Maumere, NTT – Berdasarkan press release yang diterima media ini, Tim Tangkap Buronan (Tabur) Kejaksaan Negeri Sikka berhasil mengamankan seorang terpidana yang masuk dalam Daftar Pencarian Orang (DPO) atas nama Y.R. alias R., terpidana perkara perlindungan anak.
Penangkapan dilakukan pada Sabtu, 1 Agustus 2026, sekitar pukul 12.10 WITA di wilayah Kelurahan Madawat, Kecamatan Alok, Kabupaten Sikka. Operasi tersebut merupakan tindak lanjut pelaksanaan Putusan Mahkamah Agung Republik Indonesia Nomor 86 K/Pid.Sus/2022 yang telah berkekuatan hukum tetap.
Terpidana diketahui terbukti secara sah dan meyakinkan melakukan tindak pidana membujuk anak melakukan persetubuhan dengannya. Mahkamah Agung menjatuhkan hukuman 10 tahun penjara serta denda sebesar Rp60 juta, dengan ketentuan apabila denda tidak dibayar diganti dengan pidana kurungan selama tiga bulan.

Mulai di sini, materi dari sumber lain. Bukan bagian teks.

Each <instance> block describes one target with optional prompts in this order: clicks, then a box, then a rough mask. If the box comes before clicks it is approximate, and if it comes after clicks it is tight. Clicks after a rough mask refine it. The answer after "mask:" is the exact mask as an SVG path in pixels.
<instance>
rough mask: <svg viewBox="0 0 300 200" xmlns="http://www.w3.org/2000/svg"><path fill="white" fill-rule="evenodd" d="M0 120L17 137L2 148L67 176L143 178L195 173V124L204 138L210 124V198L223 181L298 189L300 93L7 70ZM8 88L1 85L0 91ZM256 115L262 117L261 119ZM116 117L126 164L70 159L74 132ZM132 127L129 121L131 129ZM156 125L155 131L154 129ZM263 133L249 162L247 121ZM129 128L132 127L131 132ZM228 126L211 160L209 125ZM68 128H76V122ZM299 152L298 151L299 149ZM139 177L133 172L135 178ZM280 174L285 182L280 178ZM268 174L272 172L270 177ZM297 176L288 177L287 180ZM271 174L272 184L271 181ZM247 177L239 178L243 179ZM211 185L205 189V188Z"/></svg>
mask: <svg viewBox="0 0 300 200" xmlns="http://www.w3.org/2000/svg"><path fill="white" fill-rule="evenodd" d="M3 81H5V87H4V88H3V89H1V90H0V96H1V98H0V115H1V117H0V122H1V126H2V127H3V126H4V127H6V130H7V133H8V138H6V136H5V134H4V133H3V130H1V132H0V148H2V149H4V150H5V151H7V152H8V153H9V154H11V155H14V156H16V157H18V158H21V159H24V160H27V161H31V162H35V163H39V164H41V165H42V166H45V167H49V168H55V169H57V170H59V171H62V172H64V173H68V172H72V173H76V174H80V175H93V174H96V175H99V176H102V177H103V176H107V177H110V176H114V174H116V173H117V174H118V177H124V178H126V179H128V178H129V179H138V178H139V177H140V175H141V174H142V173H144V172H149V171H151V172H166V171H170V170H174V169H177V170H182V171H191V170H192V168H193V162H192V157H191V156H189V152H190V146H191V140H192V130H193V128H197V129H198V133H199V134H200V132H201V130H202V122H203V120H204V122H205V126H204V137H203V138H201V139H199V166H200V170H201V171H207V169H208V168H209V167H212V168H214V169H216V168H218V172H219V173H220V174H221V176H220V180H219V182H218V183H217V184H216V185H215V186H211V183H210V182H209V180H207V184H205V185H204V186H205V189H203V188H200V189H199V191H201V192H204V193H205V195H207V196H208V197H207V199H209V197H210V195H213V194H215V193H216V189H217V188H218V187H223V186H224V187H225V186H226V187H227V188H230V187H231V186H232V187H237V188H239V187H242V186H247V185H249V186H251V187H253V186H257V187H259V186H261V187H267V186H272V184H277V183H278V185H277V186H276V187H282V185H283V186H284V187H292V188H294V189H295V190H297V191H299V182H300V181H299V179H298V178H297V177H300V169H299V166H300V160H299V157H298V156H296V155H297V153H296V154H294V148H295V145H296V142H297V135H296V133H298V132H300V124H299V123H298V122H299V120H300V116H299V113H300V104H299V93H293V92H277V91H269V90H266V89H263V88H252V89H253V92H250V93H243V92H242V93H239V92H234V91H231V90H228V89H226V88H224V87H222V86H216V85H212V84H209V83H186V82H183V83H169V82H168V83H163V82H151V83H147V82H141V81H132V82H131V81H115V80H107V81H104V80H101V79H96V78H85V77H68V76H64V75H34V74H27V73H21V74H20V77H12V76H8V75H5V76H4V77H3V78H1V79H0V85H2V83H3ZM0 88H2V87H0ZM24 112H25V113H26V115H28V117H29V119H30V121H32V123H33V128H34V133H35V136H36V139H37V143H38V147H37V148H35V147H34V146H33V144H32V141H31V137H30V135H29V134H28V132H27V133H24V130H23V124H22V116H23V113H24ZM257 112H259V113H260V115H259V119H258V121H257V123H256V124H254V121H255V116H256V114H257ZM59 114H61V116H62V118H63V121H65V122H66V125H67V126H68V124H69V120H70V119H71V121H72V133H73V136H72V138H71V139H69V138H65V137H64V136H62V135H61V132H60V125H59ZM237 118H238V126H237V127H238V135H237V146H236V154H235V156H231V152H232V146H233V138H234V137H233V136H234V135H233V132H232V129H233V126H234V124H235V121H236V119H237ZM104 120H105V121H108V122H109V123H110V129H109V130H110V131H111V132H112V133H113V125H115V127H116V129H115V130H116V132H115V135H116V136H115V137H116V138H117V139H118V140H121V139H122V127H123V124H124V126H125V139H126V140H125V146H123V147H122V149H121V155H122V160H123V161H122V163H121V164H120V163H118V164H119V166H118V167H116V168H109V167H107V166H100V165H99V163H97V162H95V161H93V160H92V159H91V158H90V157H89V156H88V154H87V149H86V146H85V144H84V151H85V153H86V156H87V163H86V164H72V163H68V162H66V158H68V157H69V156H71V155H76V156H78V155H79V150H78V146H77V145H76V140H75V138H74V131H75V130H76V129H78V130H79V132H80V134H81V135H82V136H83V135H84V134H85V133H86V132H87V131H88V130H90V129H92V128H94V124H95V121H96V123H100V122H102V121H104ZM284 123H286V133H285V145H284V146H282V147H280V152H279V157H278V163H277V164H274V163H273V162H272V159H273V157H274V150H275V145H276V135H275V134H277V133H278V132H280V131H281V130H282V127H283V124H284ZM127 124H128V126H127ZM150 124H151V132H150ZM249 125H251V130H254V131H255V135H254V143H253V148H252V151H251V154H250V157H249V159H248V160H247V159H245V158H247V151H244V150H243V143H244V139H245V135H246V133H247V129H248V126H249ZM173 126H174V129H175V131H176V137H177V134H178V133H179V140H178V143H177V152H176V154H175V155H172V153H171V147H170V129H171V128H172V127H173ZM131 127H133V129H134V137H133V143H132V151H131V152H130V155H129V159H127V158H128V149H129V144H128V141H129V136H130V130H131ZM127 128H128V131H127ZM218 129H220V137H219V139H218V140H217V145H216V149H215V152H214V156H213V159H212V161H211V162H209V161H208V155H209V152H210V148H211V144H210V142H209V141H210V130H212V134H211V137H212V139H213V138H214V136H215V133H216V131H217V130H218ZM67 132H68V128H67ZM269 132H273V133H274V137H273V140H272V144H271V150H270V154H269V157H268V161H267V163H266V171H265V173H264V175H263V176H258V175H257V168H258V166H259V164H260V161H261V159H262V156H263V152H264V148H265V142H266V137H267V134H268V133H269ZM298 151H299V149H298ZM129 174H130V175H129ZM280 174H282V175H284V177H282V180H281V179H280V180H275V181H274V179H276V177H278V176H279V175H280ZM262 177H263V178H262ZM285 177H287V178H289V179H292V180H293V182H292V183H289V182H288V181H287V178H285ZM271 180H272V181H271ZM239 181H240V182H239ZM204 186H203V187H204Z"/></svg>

Dalam rilis tersebut dijelaskan, usai Putusan Pengadilan Tinggi Kupang pada akhir tahun 2020, terpidana melarikan diri ke luar Provinsi Nusa Tenggara Timur sehingga eksekusi putusan tidak dapat dilaksanakan. Setelah memperoleh informasi bahwa terpidana kembali ke Kabupaten Sikka pada tahun 2025, Tim Intelijen Kejaksaan Negeri Sikka melakukan pemantauan dan pengumpulan data secara intensif hingga akhirnya berhasil mengamankan yang bersangkutan.
Selanjutnya, terpidana dibawa ke Kantor Kejaksaan Negeri Sikka untuk melengkapi administrasi eksekusi sebelum diserahkan ke Rumah Tahanan Negara (Rutan) Kelas IIB Maumere guna menjalani pidana sesuai putusan pengadilan.
Kejaksaan Negeri Sikka menegaskan bahwa keberhasilan penangkapan DPO ini merupakan bentuk komitmen institusi dalam menegakkan hukum serta memastikan setiap putusan pengadilan yang telah berkekuatan hukum tetap dapat dilaksanakan.
"Melalui penangkapan DPO ini, Kejaksaan Negeri Sikka menegaskan komitmennya untuk terus memburu buronan pelaku kejahatan dan tidak memberikan tempat yang aman bagi siapa pun yang berupaya menghindari proses hukum, demi terwujudnya kepastian hukum dan keadilan bagi masyarakat," demikian bunyi press release yang diterima media ini.